Amelia Schafer
ICT + Rapid City Journal
RAPID CITY, S.D. – Downtown Rapid City was alive during the last weekend of June with the return of Pride in the Park, the second annual Two-Spirit powwow and the 12th annual Native POP art market.
On Saturday and Sunday, Rapid City’s Main Street Square was engulfed in Indigenous culture as Native artists gathered to display and sell their artwork.
Artists came from all walks of life, mostly from local tribes and the Great Plains area in general.
“It started from a group of people who felt that there needed to be an art market on this side of the state,” said Raine Nez, Sicangu Lakota and the Native POP executive director. “Beforehand there was one in Sioux Falls and I don’t even know if that’s still running, so that makes it even more critical for us to keep going.”
One artist vending at the market, Tani Gordon, said she gains inspiration from her lived experience.

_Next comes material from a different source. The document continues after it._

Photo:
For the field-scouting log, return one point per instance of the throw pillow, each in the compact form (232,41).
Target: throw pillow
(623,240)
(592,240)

The Sicangu Lakota painter represents her trauma, growth, self-love and resilience through her abstract colorful pieces.
“I’ve been through a lot in my life, so art is really what helped me and I intuitively draw,” Gordon said.
Gordon, who is from the Okreek community on the Rosebud Reservation, has been coming to Native POP to sell her art for nine years.

“I get to talk about my art and show my art and that’s all I ever really want to do,” Gordon said. “This is one step that helps me grow in my art path and as an artist, I’m broke. So the more opportunities we have to sell to the public with no weird strings attached, the better for us.”
Gordon has been an artist her entire life, practicing several different mediums. At her Native POP booth, she displayed a variety of colorful paintings alongside a beadwork stand.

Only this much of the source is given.